As you well know, Congress faces a September 30 deadline to reauthorize four user fee agreements between the FDA, pharmaceutical manufacturers, and medical device manufacturers: the seventh iteration of the Prescription Drug User Fee Agreement (PDUFA VII), the fifth iteration of the Medical Device User Fee Agreement (MDUFA V), and the third iterations of the Generic Drug User Fee Agreement (GDUFA III) and the Biosimilars User Fee Agreement (BsUFA III). For years, and decades in the case of PDUFA and MDUFA, these user fee agreements have supplemented discretionary appropriations to the FDA, enabling the agency to review and approve drugs faster and more effectively than in years prior.
NTU offers few perspectives in this communication on the policies that the FDA and the industry have agreed to for PDUFA VII, MDUFA V, GDUFA III, and BsUFA III, nor do we currently have strongly-held views on the policy provisions attached to your legislation, the “Food and Drug Administration Safety and Landmark Advancements Act of 2022.” Our expertise in the health policy space centers on pricing, payment, and health coverage matters, not on public health or medical product approvals.

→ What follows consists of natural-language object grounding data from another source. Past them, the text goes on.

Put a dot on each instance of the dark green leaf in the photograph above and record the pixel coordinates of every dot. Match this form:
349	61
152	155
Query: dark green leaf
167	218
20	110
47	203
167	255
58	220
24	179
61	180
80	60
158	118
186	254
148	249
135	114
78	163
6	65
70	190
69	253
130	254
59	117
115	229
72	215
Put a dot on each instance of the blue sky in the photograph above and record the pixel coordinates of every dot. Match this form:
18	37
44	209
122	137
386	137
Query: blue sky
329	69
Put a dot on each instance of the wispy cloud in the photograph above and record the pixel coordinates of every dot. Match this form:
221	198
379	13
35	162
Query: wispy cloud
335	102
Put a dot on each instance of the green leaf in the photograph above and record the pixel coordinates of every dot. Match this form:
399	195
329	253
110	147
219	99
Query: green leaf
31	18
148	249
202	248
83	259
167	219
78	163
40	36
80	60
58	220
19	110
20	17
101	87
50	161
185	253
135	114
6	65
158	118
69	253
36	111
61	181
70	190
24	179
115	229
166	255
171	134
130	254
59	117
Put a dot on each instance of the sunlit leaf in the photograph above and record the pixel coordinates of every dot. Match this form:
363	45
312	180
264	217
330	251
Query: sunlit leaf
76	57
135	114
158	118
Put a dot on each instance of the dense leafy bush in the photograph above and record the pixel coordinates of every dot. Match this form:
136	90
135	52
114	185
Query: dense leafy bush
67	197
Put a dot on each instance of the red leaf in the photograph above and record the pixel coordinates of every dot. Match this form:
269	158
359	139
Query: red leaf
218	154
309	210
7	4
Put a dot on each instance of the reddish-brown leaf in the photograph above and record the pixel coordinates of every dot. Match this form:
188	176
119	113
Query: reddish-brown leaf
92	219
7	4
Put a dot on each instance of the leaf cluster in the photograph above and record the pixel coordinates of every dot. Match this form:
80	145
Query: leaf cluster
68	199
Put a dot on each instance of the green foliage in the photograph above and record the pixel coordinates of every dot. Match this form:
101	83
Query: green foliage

However, as a taxpayer advocacy organization, we strongly believe that taxpayers – and all American consumers – have an important stake in a timely and friction-free reauthorization of the FDA’s user fee agreements. To the extent that these user fee agreements help the FDA review and approve drug and device applications more quickly and effectively, the agreements will bring more innovative and life-saving products directly to the health care system in the years ahead. Prescription drugs and medical devices that help Americans better manage their health could also help them avoid more expensive interventions – such as hospital stays – that collectively burden individuals, families, and the nation’s federal- and state-funded health programs.[2] Generic prescription drugs and biosimilars that create market competition for treatments can drive down costs for consumers and taxpayers, much as the Hatch-Waxman Act has been credited with greatly increasing the proportion of U.S. prescriptions written for generics over the past four decades.[3]
To that end, we reiterate our request that the FDA user fee reauthorization process proceed in a speedy, efficient, and predictable manner for the stakeholders most affected. As you know, the agreements reached by industry and the FDA were carefully negotiated and crafted over the course of months, if not years. For decades, these agreements have been a collaborative product between the public and the private sectors. While attaching narrow reforms to user fee reauthorization may occasionally be desirable – and, indeed, each reauthorization of a user fee agreement has included agency reforms already agreed to by the FDA and industry stakeholders – your reauthorization this year should avoid major changes or additions that could delay the reauthorization process or turn it into a partisan political football. The burden of proof should be on the lawmakers proposing major attachments to the user fee agreements to account for why such proposals are necessary, urgent, capable of bipartisan support, and specifically relevant to user fee reauthorization.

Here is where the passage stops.